Stuffed Portabella Mushrooms With Salmon
Total Time: 50 mins
Preparation Time: 20 mins
Cook Time: 30 mins
Ingredients
- Servings: 6
- 4 ounces cream cheese, softened
- 6 ounces canned salmon, skin removed
- 1/2 teaspoon alpine touch seasoning
- 1/3 cup evaporated milk
- 1 teaspoon italian seasoning
- 1 eggs or 1 egg beaters egg substitute
- 2 cups unseasoned bread cubes
- 1/2 cup margarine
- 1/2 cup minced celery
- 1/2 cup diced water chestnut
- 1/3 cup grated carrot
- 1/3 cup diced green pepper
- 6 full size portabella mushrooms
- 1 cup shredded mozzarella cheese
- pam cooking spray
- pepper
Recipe
- 1 in mixing bowl, mix cream cheese, salmon, seasoning, milk, egg, and italian seasoning. mix on slow speed with mixer.
- 2 melt margarine and mix with bread cubes in a separate bowl. set aside.

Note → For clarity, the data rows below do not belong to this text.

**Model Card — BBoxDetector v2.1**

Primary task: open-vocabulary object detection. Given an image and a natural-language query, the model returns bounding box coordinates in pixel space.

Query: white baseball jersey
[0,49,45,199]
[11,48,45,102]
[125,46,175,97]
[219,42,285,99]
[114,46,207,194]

- 3 with a spoon, mix celery, water chesnuts, carrots and green pepper.
- 4 add bread cubes.
- 5 place mushrooms, cap side down on greased baking pan.
- 6 preheat oven 375*.
- 7 mound filling in each cap.
- 8 bake 25 minutes.
- 9 top each mushroom with shredded cheese and place under the broiler until melted and starting to turn a little brown.